Atualizações de tecnologia, modelos de negócio e legislação são desafios para o futuro da TV

(Foto: Lincoln Macário)

Nesta quinta-feira, dia 24 de agosto, foi realizado o "Seminário TV Câmara 25 anos: O Futuro da Televisão". Ao longo do dia, o evento apresentou e debateu a evolução da televisão nos campos da tecnologia, linguagem, regulação e gestão.
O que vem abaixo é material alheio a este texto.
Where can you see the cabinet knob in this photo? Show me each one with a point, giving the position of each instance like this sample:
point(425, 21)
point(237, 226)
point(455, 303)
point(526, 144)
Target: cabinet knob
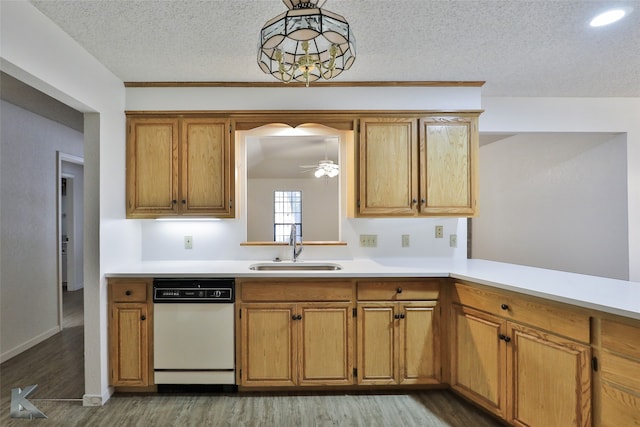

O painel que fechou a programação, "Para onde vai a tecnologia da TV", reuniu Marcelo Moreno, pesquisador visitante da Fraunhofer IIS e professor na UFJF; Roberto Franco, líder da área de assuntos regulatórios e institucionais do SBT; e Samuel Possebon, editor de TELA VIVA e TELETIME. A mediação foi de Paulo José, da TV Câmara/ UnB. 

Em sua apresentação inicial, Roberto Franco partiu da linha do tempo da evolução tecnológica da TV para pontuar que, ao longo dos anos, a televisão foi de certa forma associada a uma tecnologia de um aparelho, e que isso acabou nos levando a alguns erros futuros: "Não devemos olhar para a tecnologia e, sim, o que as pessoas consomem a partir daí. A televisão surgiu como forma de informação, entretenimento e inclusão. É um espaço onde as pessoas se entretêm, compartilham informações e opiniões e, assim, se sentem integradas à sociedade. Por isso ela deve atender às demandas que levam as pessoas a consumirem televisão, que é algo que vai muito além de um aparelho. Temos que desvincular a produção de conteúdo da plataforma em que ele é exibido – olhando para essa evolução, notamos que foi isso que aconteceu. Com o surgimento dos novos formatos de distribuição, se a TV continuasse como era, perderia a relevância e seria aniquilada". Franco ainda ressaltou que a tecnologia, nesse processo, só foi evoluindo para atender as demandas, isto é, para oferecer o "como" as pessoas vão assistir tudo o que querem. "Desde que a TV surgiu, ela começou a incorporar evoluções. E, agora, vemos a TV 3.0 partindo da mesma essência, que é usar a tecnologia para atender as demandas do usuário", observou.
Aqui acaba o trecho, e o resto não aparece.